Smart teams learn from the work they do so they can do it better, faster, cheaper next time. Emotional “gut-feeling” evaluations on past performance are often inaccurate, biased by inaccurate data or the specific perceptions of a few people.
To properly manage a project, objective and accurate measurement-based data is needed. What actually went well? What not so well? What systemic changes can I make to improve things and deliver more “product” more quickly next time?
The old management adage is true, “You Can't Manage What You Don't Measure”.
That said, in the pressurised environment of a modern project, any effort spent on measuring performance is at the opportunity cost of not spending that time on delivering, right? – (That is almost certainly how measurement will be perceived at first!) It is imperative therefore to ensure that any project Measurement regime helps the project perform better and does not simply become another overhead with no tangible positive benefit. The whole team needs to “buy-in”.
Benefit: Delegates will learn how to setup a measurement regime that:
- is easy to instantiate,
- promotes re-use of measure definitions over multiple projects,
- scales and can be applied to any level of organisational hierarchy and
- complies with the rigour expected at Maturity Level 2 and beyond.
The measurement approach discussed has been designed fundamentally to help the organisation stay true to some key measurement principles. Remember, if you get bogged-down in the work of creating a measurement plan, or feel somehow that your measures are pointless, come back to this brief list of principles…..is a change in direction needed?
- There must be a reason why you are measuring things; make sure your measurements are goal based! – If you don’t know why you are capturing measures, what you are trying to achieve by collecting the figures, it is likely that your time doing so will be wasted.
- Measuring is a waste of time – if you don’t make use of the information you find out! If you are not going to base project management decisions on the measurement data you collect, there is little point in collecting it.
- Don’t go mad! - Collecting many measures is time consuming, not only in collecting the figures, but defining what the metric is all about.

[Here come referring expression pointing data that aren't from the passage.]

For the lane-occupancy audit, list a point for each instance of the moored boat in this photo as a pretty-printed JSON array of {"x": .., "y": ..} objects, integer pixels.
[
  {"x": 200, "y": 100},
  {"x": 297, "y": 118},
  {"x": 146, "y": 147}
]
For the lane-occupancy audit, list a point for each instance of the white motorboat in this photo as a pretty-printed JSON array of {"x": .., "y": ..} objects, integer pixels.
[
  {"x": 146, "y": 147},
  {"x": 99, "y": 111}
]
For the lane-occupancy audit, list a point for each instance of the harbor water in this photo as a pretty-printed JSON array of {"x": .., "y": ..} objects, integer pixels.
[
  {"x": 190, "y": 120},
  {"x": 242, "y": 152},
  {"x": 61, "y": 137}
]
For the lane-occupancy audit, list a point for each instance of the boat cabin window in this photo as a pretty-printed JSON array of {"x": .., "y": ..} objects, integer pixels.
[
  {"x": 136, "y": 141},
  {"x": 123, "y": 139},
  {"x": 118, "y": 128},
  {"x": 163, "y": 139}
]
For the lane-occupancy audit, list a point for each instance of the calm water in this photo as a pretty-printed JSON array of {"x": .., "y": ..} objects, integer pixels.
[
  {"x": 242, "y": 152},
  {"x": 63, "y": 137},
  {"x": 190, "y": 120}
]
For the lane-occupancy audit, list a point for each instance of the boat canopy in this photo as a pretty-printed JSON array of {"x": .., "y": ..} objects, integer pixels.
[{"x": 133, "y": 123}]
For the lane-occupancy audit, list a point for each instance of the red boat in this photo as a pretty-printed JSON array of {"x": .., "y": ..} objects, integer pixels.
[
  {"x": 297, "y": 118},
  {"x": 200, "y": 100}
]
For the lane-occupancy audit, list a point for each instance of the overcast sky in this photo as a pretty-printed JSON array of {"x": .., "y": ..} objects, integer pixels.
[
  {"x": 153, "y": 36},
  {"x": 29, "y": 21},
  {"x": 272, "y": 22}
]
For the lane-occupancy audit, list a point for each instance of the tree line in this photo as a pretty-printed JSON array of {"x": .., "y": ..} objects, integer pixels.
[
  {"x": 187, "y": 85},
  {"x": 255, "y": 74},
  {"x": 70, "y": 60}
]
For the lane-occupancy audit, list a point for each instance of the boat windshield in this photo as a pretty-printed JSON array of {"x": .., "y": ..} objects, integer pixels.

It is better to have a few key measures that are properly founded with goals and that are properly followed, analysed and fed back, than many half-hearted measures.
Based on the Goal-Question-Metric approach and 2+ years hard work at a large UK Government organisation, this practical, experienced-based presentation shows project managers how to quickly and easily set-up an effective measurement regime that not only helps you to improve the teams productivity, but will help you scale the process maturity heights of CMMI.
When you are trying to effect process improvement in large organisations with literally hundreds of concurrently running projects of all types and levels of organisational abstraction, setting a Measurement Policy that scales, meets the maturity traits set out in the model, but is also easy to stand-up and apply is a tricky business.
This presentation exposes a plan and measure definition template set and ideas for an organisational catalogue of standard measures that will help solve the commonly faced measurement and analysis conundrums.
This presentation builds and improves upon a similar presentation made to the European SEPG Amsterdam in June 2007.